Thursday, June 30, 2005

Jesus: My Lord, My Guru

My current read is The Story We Find Ourselves In (by none other than Brian McLaren -- I'm not obsessed, he's just an easy read and saying some things I need to hear at the moment). I'm about halfway through the book and he's talking about the "revolution of God", as a new way of describing how Jesus came to set up the "Kingdom of God" -- that it was a revolutionary way of acting, thinking, and was radical compared to 1st century Jewish culture.

Then he talked about Jesus as "Lord". "It doesn't mean so much 'master' in reference to a slave, but master in the sense of... a master of martial arts, for example, or a master crastmen or a violin master... A violin master is someone who can take an instrument of wood and wire and horsehair and play it so that it yields music more beautiful than anyone else can play. And for the disciples to call Jesus 'master' would mean... that no one else could take the raw materials of life -- skin and bone and blood and space and time and words and deeds and waking and sleeping and eating and walking -- and elicit from them a beautiful song of truth and goodness, as Jesus did." (121)

So I got to thinking about Jesus as my master, my guru. How when I look back at how Jesus spent His time on earth it is pretty different than how I spend my time. Last year I had an epiphany. There's that verse in 2 Corinthians 10 that talks about "taking every thought captive to make it obedient to Christ"", and I thought what if I (or we all) were to take every minute, every second captive, to really think about what we're doing at every moment and to "make it obedient to Christ". I guess another way of looking at it is to make every moment have "eternal significance", but that sounds like "Christianese" in some sense, though not necessarily. Carpe diem for Christ?

We all want to make the most of our time, but this is hard; it takes discipline.
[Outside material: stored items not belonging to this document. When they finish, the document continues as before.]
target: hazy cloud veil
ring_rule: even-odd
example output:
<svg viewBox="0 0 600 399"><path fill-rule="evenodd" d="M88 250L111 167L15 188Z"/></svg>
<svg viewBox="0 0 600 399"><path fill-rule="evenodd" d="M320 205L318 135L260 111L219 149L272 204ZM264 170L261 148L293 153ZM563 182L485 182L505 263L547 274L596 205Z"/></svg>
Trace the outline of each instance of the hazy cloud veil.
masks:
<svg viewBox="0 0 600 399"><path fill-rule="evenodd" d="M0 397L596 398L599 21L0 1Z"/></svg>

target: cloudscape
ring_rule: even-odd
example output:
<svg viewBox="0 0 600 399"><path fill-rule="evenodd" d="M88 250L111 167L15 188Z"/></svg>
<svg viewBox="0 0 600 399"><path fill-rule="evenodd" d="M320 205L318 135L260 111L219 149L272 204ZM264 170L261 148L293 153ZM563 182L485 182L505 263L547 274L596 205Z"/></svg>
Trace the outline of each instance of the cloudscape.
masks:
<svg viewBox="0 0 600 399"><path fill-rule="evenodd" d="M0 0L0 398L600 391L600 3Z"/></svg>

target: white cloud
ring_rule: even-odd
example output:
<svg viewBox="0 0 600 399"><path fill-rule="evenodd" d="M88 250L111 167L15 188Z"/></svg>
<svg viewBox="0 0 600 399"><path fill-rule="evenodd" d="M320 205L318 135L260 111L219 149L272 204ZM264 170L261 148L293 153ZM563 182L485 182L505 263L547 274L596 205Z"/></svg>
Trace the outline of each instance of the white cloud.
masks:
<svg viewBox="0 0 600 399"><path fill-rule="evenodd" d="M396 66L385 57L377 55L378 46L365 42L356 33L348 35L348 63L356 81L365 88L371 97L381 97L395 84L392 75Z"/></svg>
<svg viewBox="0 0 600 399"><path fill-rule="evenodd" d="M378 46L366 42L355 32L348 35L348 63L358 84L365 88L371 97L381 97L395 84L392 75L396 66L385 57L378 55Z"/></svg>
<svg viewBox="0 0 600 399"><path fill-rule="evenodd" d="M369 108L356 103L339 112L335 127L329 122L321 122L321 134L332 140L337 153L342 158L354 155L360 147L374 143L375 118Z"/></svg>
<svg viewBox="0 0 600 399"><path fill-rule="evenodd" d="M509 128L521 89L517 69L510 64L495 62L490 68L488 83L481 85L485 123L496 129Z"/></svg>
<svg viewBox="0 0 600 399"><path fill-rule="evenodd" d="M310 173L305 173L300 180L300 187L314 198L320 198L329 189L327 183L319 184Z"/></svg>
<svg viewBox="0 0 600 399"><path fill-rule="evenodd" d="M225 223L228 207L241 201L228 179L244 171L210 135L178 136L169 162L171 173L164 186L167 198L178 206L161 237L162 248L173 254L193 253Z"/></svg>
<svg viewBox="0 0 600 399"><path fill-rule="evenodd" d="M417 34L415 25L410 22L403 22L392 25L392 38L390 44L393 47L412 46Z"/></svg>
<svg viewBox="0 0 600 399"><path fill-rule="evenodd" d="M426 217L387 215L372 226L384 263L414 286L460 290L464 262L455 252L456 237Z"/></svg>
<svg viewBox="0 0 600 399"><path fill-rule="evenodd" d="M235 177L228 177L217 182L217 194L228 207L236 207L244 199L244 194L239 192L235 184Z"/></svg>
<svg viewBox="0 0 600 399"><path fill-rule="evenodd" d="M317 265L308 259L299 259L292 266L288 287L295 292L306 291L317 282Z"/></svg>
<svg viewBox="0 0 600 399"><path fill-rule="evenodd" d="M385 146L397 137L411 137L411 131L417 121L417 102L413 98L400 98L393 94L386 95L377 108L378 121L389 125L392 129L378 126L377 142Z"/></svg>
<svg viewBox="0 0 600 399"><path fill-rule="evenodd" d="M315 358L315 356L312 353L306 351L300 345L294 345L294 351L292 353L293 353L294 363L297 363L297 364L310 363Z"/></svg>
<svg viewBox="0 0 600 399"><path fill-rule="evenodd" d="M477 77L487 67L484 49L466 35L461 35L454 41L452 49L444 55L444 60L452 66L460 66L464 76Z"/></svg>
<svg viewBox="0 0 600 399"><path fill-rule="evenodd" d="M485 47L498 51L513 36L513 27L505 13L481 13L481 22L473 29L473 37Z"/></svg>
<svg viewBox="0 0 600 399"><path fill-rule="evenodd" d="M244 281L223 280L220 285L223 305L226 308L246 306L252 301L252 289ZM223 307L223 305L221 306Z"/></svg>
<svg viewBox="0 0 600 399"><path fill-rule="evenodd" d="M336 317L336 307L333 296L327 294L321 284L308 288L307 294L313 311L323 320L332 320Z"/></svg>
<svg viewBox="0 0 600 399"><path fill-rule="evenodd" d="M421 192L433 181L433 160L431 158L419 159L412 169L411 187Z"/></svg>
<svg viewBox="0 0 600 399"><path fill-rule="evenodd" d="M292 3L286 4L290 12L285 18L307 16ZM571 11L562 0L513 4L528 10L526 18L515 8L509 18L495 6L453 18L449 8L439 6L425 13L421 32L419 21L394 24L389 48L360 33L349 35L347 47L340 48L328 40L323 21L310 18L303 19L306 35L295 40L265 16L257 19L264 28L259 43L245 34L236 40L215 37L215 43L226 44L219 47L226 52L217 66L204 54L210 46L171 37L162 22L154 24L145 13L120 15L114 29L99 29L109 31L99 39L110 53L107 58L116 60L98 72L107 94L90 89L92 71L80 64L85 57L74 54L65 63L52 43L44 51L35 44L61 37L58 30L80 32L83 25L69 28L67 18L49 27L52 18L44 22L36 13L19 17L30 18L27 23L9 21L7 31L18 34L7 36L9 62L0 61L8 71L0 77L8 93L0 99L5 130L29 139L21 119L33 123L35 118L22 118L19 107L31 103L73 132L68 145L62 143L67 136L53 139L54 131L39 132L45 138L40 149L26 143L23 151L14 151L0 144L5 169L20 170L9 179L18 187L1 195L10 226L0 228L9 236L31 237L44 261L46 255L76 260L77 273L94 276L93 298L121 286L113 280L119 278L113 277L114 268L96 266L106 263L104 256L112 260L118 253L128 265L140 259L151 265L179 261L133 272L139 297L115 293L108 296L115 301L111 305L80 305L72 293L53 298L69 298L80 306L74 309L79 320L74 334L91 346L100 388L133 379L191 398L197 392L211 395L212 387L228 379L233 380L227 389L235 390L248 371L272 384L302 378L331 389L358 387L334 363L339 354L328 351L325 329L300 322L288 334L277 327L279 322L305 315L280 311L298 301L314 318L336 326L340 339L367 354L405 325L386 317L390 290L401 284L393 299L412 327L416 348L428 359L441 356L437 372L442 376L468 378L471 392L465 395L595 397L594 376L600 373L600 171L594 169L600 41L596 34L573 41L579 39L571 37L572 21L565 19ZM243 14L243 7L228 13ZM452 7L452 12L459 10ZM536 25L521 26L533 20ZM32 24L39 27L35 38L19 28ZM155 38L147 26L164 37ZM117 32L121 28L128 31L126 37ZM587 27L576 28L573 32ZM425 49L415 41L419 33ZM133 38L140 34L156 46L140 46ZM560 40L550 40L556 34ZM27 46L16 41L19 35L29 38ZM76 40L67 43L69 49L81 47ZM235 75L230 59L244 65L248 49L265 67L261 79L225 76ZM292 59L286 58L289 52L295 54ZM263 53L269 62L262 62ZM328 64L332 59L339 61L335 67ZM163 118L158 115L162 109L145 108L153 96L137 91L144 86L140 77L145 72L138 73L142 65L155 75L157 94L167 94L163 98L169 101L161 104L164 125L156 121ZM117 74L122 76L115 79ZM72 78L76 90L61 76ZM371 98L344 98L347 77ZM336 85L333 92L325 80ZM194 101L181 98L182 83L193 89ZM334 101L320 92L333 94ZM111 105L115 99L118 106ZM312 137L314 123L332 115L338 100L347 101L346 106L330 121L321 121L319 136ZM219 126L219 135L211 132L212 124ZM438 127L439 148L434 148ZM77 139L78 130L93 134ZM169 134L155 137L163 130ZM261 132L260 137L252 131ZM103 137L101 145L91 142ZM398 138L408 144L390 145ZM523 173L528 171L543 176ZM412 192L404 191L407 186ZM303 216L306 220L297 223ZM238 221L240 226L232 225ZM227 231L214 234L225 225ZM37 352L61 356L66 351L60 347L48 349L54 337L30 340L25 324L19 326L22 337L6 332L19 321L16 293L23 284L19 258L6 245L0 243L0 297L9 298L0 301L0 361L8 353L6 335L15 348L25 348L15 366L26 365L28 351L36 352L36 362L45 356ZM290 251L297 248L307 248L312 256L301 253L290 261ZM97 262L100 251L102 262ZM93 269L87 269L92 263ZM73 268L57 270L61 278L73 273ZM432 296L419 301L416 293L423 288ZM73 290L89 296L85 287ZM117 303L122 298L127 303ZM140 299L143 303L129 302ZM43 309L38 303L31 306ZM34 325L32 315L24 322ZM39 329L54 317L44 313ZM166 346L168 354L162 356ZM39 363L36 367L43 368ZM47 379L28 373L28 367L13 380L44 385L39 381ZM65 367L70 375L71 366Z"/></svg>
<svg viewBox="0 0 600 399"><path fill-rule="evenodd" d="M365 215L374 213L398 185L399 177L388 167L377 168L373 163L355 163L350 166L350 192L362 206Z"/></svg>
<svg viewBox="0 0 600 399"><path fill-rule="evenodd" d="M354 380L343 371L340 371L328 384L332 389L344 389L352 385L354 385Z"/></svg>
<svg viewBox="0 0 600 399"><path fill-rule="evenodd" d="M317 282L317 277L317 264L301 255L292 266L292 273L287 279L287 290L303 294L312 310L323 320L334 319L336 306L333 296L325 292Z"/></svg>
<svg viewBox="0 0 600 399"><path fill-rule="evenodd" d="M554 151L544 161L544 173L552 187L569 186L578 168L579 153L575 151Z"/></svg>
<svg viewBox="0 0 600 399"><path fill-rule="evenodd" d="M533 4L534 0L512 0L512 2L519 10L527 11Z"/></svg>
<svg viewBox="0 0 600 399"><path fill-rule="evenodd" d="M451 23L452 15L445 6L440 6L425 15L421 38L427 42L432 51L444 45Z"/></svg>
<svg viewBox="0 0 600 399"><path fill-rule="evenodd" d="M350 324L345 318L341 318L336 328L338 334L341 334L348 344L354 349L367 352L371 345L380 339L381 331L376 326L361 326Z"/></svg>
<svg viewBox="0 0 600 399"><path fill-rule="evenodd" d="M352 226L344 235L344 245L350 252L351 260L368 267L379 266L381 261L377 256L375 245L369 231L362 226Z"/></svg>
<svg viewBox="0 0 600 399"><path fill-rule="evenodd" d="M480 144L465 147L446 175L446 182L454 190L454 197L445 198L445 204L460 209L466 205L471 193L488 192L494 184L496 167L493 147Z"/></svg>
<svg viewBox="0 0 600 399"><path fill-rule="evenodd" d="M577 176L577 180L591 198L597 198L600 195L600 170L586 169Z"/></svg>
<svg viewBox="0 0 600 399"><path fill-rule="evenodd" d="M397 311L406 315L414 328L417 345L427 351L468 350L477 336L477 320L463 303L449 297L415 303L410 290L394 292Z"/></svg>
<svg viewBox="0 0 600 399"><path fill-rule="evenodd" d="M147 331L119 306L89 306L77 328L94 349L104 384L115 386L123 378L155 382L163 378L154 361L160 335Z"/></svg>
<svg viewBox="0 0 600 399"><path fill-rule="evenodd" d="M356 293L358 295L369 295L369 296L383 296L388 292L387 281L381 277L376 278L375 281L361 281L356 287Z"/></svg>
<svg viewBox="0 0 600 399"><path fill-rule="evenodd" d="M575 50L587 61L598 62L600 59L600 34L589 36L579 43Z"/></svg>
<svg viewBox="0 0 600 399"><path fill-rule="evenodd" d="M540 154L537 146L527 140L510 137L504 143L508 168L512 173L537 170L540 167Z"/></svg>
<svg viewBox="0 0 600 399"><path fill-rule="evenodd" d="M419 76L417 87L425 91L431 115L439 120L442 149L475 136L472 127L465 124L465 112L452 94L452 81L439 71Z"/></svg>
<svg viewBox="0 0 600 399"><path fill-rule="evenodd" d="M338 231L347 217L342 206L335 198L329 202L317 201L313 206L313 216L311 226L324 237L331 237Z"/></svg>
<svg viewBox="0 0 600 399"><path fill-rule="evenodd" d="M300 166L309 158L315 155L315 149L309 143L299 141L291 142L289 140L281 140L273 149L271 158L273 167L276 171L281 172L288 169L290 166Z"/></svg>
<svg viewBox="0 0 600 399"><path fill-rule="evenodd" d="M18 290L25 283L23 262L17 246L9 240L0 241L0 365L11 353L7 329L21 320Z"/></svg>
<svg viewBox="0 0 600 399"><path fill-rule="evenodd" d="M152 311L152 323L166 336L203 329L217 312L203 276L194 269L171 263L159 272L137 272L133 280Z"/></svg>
I guess that was what I was talking about in my It always happens on vacation post. And I get frustrated because I'm so far from where I want to be. But it's a journey right? We work at it the best we can, and maybe tomorrow I'll do better. And if I screw things up for a bit, I can try again.

The other hard thing for me to deal with is that making my time obedient to Christ, living my life as Christ lived, does not necessarily mean that I'll be downtown witnessing to the prostitutes (though, on the otherhand, it may). But if you look at Jesus' life as a whole you see a very different mindset than we Westerners have. Sure, he was a carpenter, but that didn't define entirely who he was. He didn't have a set agenda of where he was going to be or what he had to do. He let people bother him and interrupt his day. He didn't have to prove himself to anybody, but rather, in many ways, kept his (acts of) divinity quiet. And on and on I could go.

There is so much here that I'm not doing. But the first step is recognition, I guess. And it all starts at home. And about that... I realized that the commandment "Love your neighbour as yourself" presupposes that you actually know who your neighbour is... hmm... better get on that.